Side-by-Side Comparison
| Feature | Self-Attention | Cross-Attention |
|---|---|---|
| Input Source | Single sequence ($X$) | Two sequences ($X$ and $Y$) |
| Query ($Q$) Source | Input $X$ | Target Sequence $Y$ (Decoder) |
| Key ($K$) Source | Input $X$ | Context Sequence $X$ (Encoder) |
| Value ($V$) Source | Input $X$ | Context Sequence $X$ (Encoder) |
| Matrix Shapes | $Q, K, V$ have same seq length | $Q$ has length $L_{tgt}$, $K, V$ have length $L_{src}$ |
| Primary Function | Understanding relationships within data | Mapping/Aligning two different data modalities |
Implementation Intuition (PyTorch-style)
To make this concrete, look at how the inputs differ in code.
import torch.nn as nn
class AttentionBlock(nn.Module):
def __init__(self, embed_dim):
super().__init__()
self.multihead_attn = nn.MultiheadAttention(embed_dim, num_heads=8)
def forward(self, x, context=None):
"""
x: The input stream (e.g., Decoder state)
context: The external stream (e.g., Encoder output)
"""
if context is None:
# SELF-ATTENTION
# Query, Key, and Value all come from x
output, _ = self.multihead_attn(query=x, key=x, value=x)
else:
# CROSS-ATTENTION
# Query comes from x (target)
# Key and Value come from context (source)
output, _ = self.multihead_attn(query=x, key=context, value=context)
return output
In standard libraries like HuggingFace Transformers or torch.nn, the MultiheadAttention module is agnostic.

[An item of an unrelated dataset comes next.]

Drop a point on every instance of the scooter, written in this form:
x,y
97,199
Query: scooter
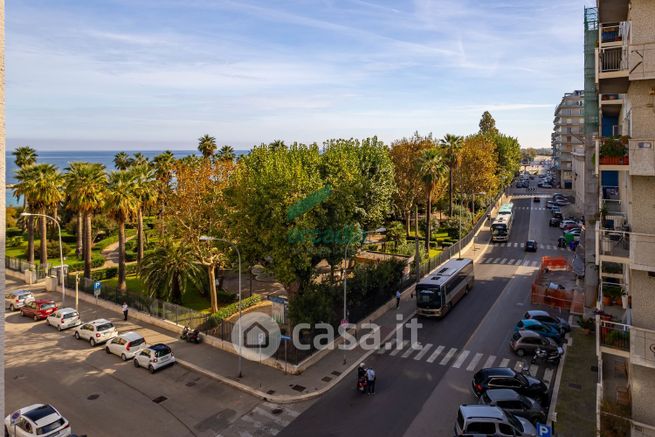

The type of attention is defined purely by what tensors you pass into the query, key, and value arguments during the forward pass.
Summary
While the math inside the Softmax is identical, the flow of information differs significantly:
- Self-Attention is about Refinement. It looks inward to create a sharper, context-aware representation of the data it already has.
- Cross-Attention is about Conditioning. It looks outward to pull relevant information from a separate source to guide the current task.
Understanding this distinction is vital for debugging architectures (checking dimension mismatches) and designing new multimodal systems where different data streams must interact.